Brass may seem like something that can only be found in musical instruments or plumbing, but it’s actually a metal in high demand among multiple industries. In an article for Platts.com, Nick Jonson discussed a recent report about this year’s export and import rates which was released by The Copper & Brass Fabricators Council:
US imports of brass mill products in June totaled 47.2 million lb compared with nearly 45 million lb in June 2013, a 4.9% increase. June exports totaled nearly 22 million lb compared with 20.5 million lb during the previous year, a 7.3% increase, CBFC said in a report released late Friday.
In the first six months of 2014, US imports of brass mill products totaled 272.4 million lb compared with 245.6 million lb in H1 2013, an increase of 10.9%. H1 exports totaled 130.2 million lb, compared with about 134 million lb in the same year-ago period, a decrease of 2.8%, the CBFC said.
Considering the high demand for their products, dependable brass suppliers like Rotax Metals are doing brisk business indeed. Much of their imports are of pipe and tube components, but sheet metal and bars are close behind. Why the increased need for this alloy? Brass has several properties that make it a preferred material in several industries.

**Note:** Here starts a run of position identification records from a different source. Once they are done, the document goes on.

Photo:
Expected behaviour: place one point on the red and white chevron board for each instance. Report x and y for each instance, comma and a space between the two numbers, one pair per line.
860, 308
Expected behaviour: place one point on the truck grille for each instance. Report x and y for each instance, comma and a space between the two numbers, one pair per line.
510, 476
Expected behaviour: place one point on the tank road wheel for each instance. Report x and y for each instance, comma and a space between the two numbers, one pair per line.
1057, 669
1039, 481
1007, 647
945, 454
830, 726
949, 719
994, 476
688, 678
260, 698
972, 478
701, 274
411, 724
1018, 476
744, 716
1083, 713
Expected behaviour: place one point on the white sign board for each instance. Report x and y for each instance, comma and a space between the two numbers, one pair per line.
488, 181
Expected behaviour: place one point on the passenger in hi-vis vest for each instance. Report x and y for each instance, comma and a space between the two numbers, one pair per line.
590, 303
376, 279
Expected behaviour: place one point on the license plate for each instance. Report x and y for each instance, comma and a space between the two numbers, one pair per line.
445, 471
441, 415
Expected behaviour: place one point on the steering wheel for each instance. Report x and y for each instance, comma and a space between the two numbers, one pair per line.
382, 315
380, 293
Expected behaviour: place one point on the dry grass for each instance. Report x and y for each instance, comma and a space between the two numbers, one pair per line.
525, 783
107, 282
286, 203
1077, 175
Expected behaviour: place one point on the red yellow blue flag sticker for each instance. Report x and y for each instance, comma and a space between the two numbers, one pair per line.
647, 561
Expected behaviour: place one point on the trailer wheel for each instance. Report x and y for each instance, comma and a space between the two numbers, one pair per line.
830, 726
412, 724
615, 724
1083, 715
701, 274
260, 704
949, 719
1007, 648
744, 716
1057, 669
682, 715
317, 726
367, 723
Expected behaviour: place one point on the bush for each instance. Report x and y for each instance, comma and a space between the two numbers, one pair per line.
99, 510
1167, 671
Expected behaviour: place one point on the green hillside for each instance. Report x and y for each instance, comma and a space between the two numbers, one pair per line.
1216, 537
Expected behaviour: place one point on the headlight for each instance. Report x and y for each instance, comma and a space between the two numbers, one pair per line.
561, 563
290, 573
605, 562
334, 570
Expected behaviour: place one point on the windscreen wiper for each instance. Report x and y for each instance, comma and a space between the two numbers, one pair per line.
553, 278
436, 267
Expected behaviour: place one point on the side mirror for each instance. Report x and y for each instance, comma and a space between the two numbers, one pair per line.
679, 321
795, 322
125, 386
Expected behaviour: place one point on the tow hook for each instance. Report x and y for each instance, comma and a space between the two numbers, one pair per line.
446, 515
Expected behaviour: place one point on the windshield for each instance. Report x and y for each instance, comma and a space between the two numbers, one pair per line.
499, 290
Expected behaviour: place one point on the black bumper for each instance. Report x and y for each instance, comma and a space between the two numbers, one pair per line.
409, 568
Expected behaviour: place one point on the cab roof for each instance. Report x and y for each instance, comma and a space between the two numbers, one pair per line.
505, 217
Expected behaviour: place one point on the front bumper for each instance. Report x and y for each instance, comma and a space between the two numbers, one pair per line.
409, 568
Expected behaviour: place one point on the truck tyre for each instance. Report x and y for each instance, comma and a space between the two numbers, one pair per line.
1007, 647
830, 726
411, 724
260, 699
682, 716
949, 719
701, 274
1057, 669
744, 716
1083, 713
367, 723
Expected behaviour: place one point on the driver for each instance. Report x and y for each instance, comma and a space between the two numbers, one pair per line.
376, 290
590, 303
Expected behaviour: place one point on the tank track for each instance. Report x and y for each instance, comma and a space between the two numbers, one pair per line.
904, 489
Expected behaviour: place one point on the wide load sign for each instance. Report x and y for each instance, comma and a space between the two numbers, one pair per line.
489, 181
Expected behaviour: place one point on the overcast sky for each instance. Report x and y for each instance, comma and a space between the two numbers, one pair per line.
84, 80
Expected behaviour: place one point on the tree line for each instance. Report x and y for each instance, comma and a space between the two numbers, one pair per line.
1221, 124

First, high-quality brass sheet metal is sufficiently malleable to be easily cut and molded into a vastly diverse range of shapes such as brass cartridges for bullets or brass fixtures for indoor ornamentation, to name just two. This versatility means that many industries seek to have a reliable supply of brass for their own purposes.
Next, brass is highly resistant to corrosion. This makes it perfect for placement in water-rich areas and other harsh environments. Marine engines and boiler fireboxes are just two examples of where brass is extensively used for its corrosion resistance. Additionally, since brass is an alloy of copper and zinc, varying the composition will make the material more durable. An 85% copper 15% zinc mix is often advised for those seeking maximum resistance to corrosion.
Another property of brass that people find useful is its high tensile strength. This makes it well suited for securing things like clamps or fasteners. Combined with the material’s electrical conductivity, which it has by virtue of being a copper alloy, this characteristic makes brass components a valuable part of many automobiles.